FAA Suborbital Flight Summary
On October 6, at New Mexico’s Spaceport America, Armadillo Aerospace’s STIG-B suborbital reusable vehicle (SRV) made the only FAA-licensed suborbital launch of 2012. However, six other suborbital vehicles flew under experimental permits or Class 3 waivers.
The STIG-B flight was the first FAA-licensed launch from Spaceport America. The launch experienced an in-flight abort. It did not reach its planned altitude, but the vehicle was successfully recovered intact and later used to conduct launch tests in November and December. Armadillo successfully launched its STIG-A vehicle under a Class 3 Waiver in January, but the vehicle was lost during recovery.
Blue Origin successfully tested its launch escape system for the New Shepard SRV at its launch facility in West Texas.
Masten Space Systems conducted several tests from its location at Mojave Air and Space Port. The company successfully fired its Katana engine (KA5S) that will be used for its Xogdor SRV and XEUS lunar lander demonstrator. Masten’s Xaero SRV succeeded in reaching an altitude of 444 meters (1,457 feet) in July, and topped one kilometer in altitude in September. A throttle valve failure occurred during the last flight, ultimately destroying the vehicle upon impact with the ground. The company is constructing the Xaero-B, which will be powered by Masten’s new Scimitar engine. Finally, Masten successfully conducted a translation flight using its Xombie vehicle, which launched vertically to an altitude of 477 meters (1,565 feet), translated horizontally 750 meters (2,460 feet), and landed vertically on another pad. So far, all Masten flights have launched under FAA Class 3 Waivers for advanced high-power rockets.

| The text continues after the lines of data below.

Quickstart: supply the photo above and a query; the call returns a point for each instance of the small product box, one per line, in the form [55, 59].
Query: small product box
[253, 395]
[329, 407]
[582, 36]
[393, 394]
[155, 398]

Scaled Composites continues to conduct flight tests of SpaceShipTwo and its carrier aircraft WhiteKnightTwo from its base at Mojave Air and Space Port in California. Seven glide flights of SpaceShipTwo were conducted during 2012 under an FAA experimental permit. The final glide test of SpaceShipTwo in 2012 featured a fully integrated rocket engine, though it was not ignited during flight. Rocket-powered flights are planned to begin in 2013.
SpaceX successfully tested its Grasshopper vehicle three times during the year. Its third test, on December 17, at the company’s testing facilities in McGregor, Texas, lifted off vertically to an altitude of 40 meters (131 feet) before successfully landing vertically back on the pad. The Grasshopper is not an SRV, but rather a flight test article supporting the company’s program to develop a reusable Falcon 9 first stage. The tests are conducted under an FAA experimental permit because of the size and power of the Merlin 1D engine.
On April 5, UP Aerospace conducted its tenth launch from Spaceport America, carrying payloads for DoD, NASA, the FAA Center of Excellence for Commercial Space Transportation, and the University of Texas. The company launches its SpaceLoft vehicle under an FAA Class 3 Waiver.